Torino, è emergenza sulle corsie esterne
Con il mancato riscatto di Obrador, con cui sembrano essere interrotti i dialoghi, e l’addio di Lazaro, il Torino è in carenza di esterni a centrocampo. Tanto che, durante le amichevoli di Pinzolo, in attesa del ritorno di Pedersen, Abate ha dovuto utilizzare diversi giovani tra cui Kugjela, Dembelè e Bianay Balcot, adattando a tale ruolo anche qualche esterno d’attacco come Njie e Aboukhlal. Una situazione che necessita di interventi mirati ed efficaci.
Cacciamani, la novità
Tuttavia, la luce in fondo al tunnel c’è e si chiama Alessio Cacciamani, esterno classe 2007 del Torino appena rientrato dal prestito in B alla Juve Stabia.
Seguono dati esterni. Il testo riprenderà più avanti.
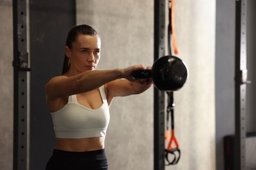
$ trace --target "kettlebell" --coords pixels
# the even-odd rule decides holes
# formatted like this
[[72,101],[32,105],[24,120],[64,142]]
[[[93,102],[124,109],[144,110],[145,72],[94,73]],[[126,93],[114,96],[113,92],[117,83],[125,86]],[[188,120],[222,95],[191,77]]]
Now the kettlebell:
[[134,79],[152,78],[155,87],[161,91],[177,91],[186,81],[188,69],[180,58],[165,56],[156,60],[151,70],[139,69],[132,72]]

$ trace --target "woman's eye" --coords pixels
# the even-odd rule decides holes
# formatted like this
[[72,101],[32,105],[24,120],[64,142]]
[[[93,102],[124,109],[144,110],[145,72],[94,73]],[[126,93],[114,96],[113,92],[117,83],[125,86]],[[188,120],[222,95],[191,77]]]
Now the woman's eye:
[[88,50],[83,50],[82,52],[83,52],[83,53],[85,53],[85,54],[87,54],[89,52],[88,52]]
[[100,52],[99,51],[95,51],[95,54],[98,56],[100,54]]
Il talento italiano ha dato prova del suo estro e delle sue qualità offensive fin dall’allenamento a porte aperte dello scorso 10 luglio, con diversi incursioni e dribbling. Anche durante il ritiro di Pinzolo non ha deluso le aspettative, dimostrandosi uno delle poche note liete di questo nuovo Torino. Dunque, dopo l’ottima stagione in B e la convocazione in nazionale maggiore, al talento granata lo attende una stagione importante per la sua carriera.